Dealing with Voluntary vs. Default Participant Differences in EHM
by Scott MacStravic
There are four simple ways to deal with any differences between voluntary and default participants, though the effectiveness of each will vary in each EHM situation:
- Minimize per participant costs
- Find out what the different success rates are for voluntary vs. default participants
- Offer success incentives
- Offer choices vs. predetermined EHM programs
1. If default participants deliver lower gains per participant, then EHM providers and clients should make sure that the costs per participant are still less than such gains. One approach is to use charges and costs that apply per population, rather than per participant. When fees are set and costs incurred on this basis, and there are no added costs based on how many participate, increasing participation rates will always end up doing at least as well and usually doing better by using the default option. As long as even one more participant than would have enrolled voluntarily succeeds, results will be better.
On the other hand, if EHM providers charge per participant, then the default option may result in too many participants and too high costs for the average gain per participant to overcome. The provider’s or employer client’s past experience should reflect what the average gains per participant have been under the most common scenarios:
* Voluntary enrollment
* Voluntary enrollment with incentives
* Default enrollment
If default enrollment strategies in the past have reduced the average gain per participant to levels that yielded lower ROI ratios and amounts than the two voluntary alternatives, then either costs/charges per participant should be lowered, or the option should not be chosen.
2. Assuming that EHM providers have worked with both voluntary and involuntary participants before, each should be able to describe what the different success rates for each have been, so that the expected benefits vs. costs for both cohorts can be at least estimated. Providers may be willing to guarantee some minimum ROI, for example, putting the onus on them to make sure that the EHM program works well enough among all participants to achieve desired results.
If past experience has indicated that success rates per participant have been higher for voluntary participants, but the success gains for default participants have been high enough to justify their inclusion, given costs per participant, then the default option may make sense. Basing the decision on the EHM provider’s experience, rather than the client’s means there is the risk that the client’s situation and population at risk may be different, so extrapolation from such experience may be inaccurate. A pilot test of the client’s population may be used to check this possibility, or the provider may be willing to guarantee acceptable results with the default option.
3. The use of adequate success incentives rather than participation incentives should encourage significant effort among default participants. Whenever enrollment in the EHM program is by automatic, default with opt-out choice, paying incentives for participation doesn’t make much sense anyway, while incentives for achieving whatever is defined as success can motivate both voluntary and default participants. Such incentives will add to the costs of each success, however, so their amounts will have to be sufficiently less than the average gain per success to ensure positive ROI ratios and adequate ROI amounts.
The gamble involved in success incentives is that they will have to be paid to those who would have succeeded anyway, as well as those who would not. So EHM providers and their clients should compare scenarios involving only voluntary participants and no success incentives compared to default participation with success incentives to see which delivers the best mix of ROI ratios and amounts. Another option is to base the success incentive on improved productivity and performance, rather than health behavior/status improvements, so that the employer will see that the direct economic gain from success justifies the incentive.

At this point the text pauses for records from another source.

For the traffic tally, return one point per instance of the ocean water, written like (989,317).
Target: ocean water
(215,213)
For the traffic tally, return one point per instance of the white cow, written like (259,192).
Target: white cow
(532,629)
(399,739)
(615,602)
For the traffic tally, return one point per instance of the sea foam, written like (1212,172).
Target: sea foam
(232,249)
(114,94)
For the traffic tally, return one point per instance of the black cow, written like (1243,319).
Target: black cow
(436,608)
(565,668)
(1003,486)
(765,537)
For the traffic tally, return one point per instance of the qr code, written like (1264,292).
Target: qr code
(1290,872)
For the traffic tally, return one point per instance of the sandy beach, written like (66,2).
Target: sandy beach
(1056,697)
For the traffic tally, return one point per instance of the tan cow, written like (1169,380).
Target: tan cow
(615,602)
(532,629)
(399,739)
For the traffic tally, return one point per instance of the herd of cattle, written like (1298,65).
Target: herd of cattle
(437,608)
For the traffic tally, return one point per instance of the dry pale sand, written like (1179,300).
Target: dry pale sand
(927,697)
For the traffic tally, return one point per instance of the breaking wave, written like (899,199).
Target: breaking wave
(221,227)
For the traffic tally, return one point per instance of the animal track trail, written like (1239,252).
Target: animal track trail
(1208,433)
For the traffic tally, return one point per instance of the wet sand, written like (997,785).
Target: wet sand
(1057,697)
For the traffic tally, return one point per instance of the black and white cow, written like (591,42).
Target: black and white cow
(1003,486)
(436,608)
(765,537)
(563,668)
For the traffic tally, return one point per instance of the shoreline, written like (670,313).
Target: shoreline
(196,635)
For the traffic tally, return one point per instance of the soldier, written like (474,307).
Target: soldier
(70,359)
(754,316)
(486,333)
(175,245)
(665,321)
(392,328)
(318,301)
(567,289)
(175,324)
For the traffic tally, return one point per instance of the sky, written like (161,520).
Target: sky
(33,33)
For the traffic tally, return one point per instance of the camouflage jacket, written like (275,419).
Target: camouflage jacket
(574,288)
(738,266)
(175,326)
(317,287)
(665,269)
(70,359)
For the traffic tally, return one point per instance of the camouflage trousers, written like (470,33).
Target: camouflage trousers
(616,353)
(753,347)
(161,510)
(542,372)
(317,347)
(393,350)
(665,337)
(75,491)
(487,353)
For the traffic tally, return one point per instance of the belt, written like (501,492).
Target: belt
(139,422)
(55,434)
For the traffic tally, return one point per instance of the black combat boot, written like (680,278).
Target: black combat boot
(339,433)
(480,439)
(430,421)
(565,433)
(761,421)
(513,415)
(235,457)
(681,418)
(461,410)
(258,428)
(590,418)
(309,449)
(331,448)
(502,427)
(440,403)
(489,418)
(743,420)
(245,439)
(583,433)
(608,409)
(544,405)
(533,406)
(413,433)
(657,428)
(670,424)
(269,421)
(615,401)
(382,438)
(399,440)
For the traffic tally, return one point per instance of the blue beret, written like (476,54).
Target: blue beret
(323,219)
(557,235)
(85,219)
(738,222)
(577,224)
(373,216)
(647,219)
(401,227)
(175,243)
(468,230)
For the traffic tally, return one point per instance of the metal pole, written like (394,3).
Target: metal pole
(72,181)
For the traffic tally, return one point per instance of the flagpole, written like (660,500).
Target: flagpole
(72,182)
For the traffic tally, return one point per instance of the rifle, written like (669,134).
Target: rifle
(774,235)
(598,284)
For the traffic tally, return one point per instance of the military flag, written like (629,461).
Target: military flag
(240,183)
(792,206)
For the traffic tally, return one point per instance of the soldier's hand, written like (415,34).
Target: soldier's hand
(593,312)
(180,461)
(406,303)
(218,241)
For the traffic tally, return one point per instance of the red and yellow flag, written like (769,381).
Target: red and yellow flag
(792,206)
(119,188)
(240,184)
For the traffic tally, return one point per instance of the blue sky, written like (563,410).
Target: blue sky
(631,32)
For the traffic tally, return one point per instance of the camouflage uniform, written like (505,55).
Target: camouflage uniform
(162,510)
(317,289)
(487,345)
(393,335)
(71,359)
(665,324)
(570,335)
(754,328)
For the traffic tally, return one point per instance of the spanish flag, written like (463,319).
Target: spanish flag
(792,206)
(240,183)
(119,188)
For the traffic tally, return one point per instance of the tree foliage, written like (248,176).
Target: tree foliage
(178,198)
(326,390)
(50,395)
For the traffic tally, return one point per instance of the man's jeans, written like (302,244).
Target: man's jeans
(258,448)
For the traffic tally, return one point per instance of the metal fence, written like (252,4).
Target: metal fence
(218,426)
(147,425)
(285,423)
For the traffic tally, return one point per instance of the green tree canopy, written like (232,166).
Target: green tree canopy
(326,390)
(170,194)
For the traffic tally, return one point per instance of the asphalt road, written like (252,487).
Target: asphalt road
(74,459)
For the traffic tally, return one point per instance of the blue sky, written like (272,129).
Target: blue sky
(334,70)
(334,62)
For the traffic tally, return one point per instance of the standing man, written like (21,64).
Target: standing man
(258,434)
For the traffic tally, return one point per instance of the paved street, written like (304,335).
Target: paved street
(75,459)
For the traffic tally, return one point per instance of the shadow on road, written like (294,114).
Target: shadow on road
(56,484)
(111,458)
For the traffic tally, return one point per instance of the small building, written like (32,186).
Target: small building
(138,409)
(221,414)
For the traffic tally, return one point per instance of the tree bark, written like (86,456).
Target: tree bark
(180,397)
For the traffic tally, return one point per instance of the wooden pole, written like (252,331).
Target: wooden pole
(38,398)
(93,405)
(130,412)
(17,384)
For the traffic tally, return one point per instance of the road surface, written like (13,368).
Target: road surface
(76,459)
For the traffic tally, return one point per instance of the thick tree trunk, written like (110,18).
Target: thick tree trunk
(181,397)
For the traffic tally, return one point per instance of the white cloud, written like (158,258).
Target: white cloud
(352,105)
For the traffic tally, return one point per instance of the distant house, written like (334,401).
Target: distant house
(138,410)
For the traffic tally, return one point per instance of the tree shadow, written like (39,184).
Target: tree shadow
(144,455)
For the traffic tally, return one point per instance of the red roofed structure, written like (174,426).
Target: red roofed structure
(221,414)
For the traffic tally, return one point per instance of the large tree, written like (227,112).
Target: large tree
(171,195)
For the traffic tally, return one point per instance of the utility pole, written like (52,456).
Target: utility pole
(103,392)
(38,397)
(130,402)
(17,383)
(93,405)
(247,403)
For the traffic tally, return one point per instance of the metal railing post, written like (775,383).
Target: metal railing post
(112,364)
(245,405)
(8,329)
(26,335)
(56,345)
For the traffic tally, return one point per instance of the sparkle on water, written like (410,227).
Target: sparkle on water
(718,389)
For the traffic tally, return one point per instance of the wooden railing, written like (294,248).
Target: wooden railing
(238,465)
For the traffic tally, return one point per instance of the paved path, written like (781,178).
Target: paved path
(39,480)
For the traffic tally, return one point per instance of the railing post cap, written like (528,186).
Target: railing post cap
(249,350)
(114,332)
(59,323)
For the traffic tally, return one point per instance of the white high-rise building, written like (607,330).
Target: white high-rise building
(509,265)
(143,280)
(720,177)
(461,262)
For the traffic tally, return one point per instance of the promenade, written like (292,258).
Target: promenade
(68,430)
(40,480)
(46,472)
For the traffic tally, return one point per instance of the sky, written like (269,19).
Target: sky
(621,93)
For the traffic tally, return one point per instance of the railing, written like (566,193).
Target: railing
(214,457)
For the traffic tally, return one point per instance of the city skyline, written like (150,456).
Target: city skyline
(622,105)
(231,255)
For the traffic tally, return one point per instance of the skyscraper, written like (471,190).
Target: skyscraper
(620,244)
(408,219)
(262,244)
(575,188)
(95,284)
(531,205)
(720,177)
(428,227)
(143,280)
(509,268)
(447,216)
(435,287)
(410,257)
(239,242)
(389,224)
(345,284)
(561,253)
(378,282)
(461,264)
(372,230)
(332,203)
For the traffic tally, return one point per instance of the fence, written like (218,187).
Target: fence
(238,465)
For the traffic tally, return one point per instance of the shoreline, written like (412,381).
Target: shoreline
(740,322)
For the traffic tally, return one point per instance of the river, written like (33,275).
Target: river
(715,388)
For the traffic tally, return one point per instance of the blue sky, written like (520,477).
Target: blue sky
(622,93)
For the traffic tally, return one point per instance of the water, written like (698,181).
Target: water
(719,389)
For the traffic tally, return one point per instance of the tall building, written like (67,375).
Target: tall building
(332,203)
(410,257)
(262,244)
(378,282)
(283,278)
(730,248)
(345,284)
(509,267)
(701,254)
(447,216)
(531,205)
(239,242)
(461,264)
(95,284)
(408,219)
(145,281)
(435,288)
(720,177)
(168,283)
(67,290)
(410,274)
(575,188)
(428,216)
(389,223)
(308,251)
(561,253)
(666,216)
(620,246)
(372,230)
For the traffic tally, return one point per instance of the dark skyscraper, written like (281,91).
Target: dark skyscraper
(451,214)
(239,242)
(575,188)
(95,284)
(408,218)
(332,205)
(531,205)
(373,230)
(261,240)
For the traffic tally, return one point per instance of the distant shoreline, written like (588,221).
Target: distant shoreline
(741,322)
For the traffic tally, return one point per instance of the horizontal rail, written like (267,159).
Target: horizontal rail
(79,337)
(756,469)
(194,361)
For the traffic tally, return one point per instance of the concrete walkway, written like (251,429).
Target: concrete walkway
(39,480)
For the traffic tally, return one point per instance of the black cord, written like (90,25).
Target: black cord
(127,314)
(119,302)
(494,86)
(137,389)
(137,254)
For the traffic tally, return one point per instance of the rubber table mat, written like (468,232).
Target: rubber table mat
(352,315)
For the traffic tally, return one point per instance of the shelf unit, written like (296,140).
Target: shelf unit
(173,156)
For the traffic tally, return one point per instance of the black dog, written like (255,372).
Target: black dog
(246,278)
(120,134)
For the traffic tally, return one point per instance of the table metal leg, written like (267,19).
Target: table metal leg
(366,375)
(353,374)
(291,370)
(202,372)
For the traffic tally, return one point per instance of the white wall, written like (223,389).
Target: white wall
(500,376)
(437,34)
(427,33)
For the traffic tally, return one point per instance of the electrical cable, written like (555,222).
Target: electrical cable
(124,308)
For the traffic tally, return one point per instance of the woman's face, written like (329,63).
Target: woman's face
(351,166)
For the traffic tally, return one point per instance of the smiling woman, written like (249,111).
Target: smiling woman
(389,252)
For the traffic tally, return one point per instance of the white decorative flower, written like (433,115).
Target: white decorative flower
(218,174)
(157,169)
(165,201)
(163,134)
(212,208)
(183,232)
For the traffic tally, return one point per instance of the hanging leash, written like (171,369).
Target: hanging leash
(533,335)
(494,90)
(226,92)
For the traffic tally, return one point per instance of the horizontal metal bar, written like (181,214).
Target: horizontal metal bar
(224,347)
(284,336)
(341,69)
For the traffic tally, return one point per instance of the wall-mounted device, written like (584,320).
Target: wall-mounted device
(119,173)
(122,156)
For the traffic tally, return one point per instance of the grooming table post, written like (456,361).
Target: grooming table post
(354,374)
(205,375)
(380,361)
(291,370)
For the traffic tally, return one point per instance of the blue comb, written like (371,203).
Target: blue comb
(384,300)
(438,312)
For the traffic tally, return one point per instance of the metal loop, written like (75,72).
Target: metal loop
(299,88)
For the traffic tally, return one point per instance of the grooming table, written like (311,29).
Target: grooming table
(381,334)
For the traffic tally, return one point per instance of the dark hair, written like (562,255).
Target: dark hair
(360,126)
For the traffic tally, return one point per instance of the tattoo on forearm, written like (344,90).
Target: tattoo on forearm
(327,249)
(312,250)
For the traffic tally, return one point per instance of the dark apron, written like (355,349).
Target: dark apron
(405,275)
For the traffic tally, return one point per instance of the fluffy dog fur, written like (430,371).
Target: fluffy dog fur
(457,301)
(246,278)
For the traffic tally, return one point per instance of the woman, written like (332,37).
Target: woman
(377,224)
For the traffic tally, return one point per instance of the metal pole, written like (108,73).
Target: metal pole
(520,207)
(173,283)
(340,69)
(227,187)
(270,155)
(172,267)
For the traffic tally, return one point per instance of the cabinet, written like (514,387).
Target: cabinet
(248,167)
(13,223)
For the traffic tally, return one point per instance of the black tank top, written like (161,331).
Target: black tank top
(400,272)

4. Even though enrollment in the overall EHM program may be automatic by default, and the usual choice for employees is to participate or not, the provider and employer client may offer those automatically enrolled a choice as to which of multiple EHM interventions for which each is eligible each prefers. This may mitigate negative effects of “forced” enrollment. Moreover, when employees voluntarily choose a particular EHM intervention, they tend to be more committed to their choice than when they have none. This may improve the success rate among participants, with or without incentives that add to costs per success.
When EHM programs are focused on productivity/performance impairment factors, rather than just diseases to be managed or risks to be reduced, chances are that virtually every employee in the workforce will be eligible for more than one among the combined diseases, risks and impairment factor programs offered. One EHM provider’s database of over 200,000 employees, for example, reflects that only 2.45% of employees had 0-1 impairment factors, while 43.02% had at least one risk or disease condition. [“Productivity Dashboard” HealthMedia.com Jan 23, 2007] Chances are the vast majority of employees can be offered a choice among at least two different EHM interventions, making at least that aspect of EHM participation “voluntary”.
By employing one or a mix of these strategies, any negative effects of default participation in EHM programs should at least be mitigated, if not eliminated entirely. Only one of the four adds to costs, unless the employer has to sign up for more EHM initiatives in order to offer enough employees a choice between at least two when choosing that strategy. And a combination of more than one strategy should improve the overall success rates and ROI outcomes for both provider and client.